With my first pay packet from my first weekend job I bought a sewing machine and used it to make my own dresses. 
The first one was inspired by Klimt, it was gold and ethereal looking probably because all 17-year-olds are obessed with his painting The Kiss.
Then I progressed into making my own fabric (tie-dye of course!) before making my own patterns from fabric bought from Roll & Rems - the haberdashery I still swear by.
2001: University Customising
I couldn't take my sewing machine to university so instead I customised things inbetween Geography lectures. This is when I turned 'crafty.' Instead of just sewing, I discovered the joys of beading, embroidery and embellishment. To make some extra money on the side of my student loan I started taking commissions selling bespoke handbags and accessories.
2003: Post-graduate: Fabric fanantic
After university I couldn't get a job and I didn't want to be a Geographer anyway so I did a post-graduate diploma in magazine journalism. The chance to be a student again meant I could continue dressing as creatively as I liked and because I was living at home with my sewing machine I started making my own clothes again. This is when my obsession began for buying gorgeous fabrics (this flamingo print cotton was bought in Ikea).
2006: Working: Clothes for other people!
By now I was fully immersed in the world of being a writer and crafter but didn't have as much time to make clothes. Instead I took up the challenge of making my first garment for someone else and learnt that childrenswear is sooooooo much easier than making adultswear!
I made my niece some ladybird dungarees and later a bear for her sister and blanket for her brother.
    2013: Now: Historical dressmaking project
Fast forward 20 years (scary how the 1st photo in this post was taken in 1993) and I'm still sewing, learning and continuing to make clothes.
This week the BBC launches it's new programme The Great British Sewing Bee which is causing a huge buzz in the craft/sewing community. It's predecessor The Great British Bake Off has turned the nation into homebaking obsessives and I'm pretty sure that the Sewing Bee will inspire more people to sew.
There are already many more sewing courses, classes and workshops going on (in London at least), but while other people are getting to grips with machines, I've gone down a different path - the art of historical dressmaking.

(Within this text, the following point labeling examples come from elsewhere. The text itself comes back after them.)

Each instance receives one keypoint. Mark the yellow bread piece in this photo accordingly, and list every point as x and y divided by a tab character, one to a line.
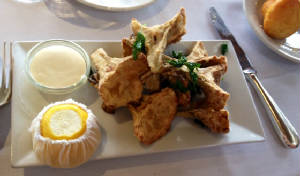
281	18
67	121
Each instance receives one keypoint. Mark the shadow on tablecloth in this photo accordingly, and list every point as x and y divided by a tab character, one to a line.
5	123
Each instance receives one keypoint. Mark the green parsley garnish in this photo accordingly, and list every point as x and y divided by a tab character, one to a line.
138	45
179	62
224	49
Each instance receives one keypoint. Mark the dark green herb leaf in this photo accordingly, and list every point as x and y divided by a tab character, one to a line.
138	45
224	49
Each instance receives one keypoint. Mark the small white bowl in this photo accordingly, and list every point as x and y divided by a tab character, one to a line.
63	90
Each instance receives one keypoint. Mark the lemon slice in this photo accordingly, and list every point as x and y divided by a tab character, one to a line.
64	121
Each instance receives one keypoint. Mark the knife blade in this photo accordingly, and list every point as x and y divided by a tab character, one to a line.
284	129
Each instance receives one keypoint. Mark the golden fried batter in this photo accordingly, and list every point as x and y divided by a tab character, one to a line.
152	119
119	79
159	36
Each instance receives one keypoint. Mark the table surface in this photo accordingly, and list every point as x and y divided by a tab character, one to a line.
68	19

Last year I embarked on a new creative adventure, becoming a Fashion Recreator. Over the last 12 months I've been studying dressmaking from the 17th, 18th & 19th centuries and am currently making an exact replica of a dress that existed in 1818.
In replicating it I have to use the exact techniques.....in other words the entire dress in stitched by hand as there were no sewing machines then.

I'm now in my last month of finishing the piece which will  be exhibited at the National Maritime Museum in Greenwich in July (for one day!) and the story of how I made it will be recorded in a book.

Until I put this blog post together I actually didn't realise I had been sewing for 20 years. It blows my mind. 

I'm honestly not the best of sewers, in fact I think I'm pretty rubbish because I'm not a perfectionist. My seams don't always match up, my fits aren't aways perfect and some times I skip 'proper' steps; but one thing I can say with pride is that I really, really enjoy sewing and I hope I never have to stop doing it.


  1. Wow! What a wonderful blog post...utterly fascinating! :-) x

  2. Great!I like this story you shared with us. Nice blog post. Best of luck.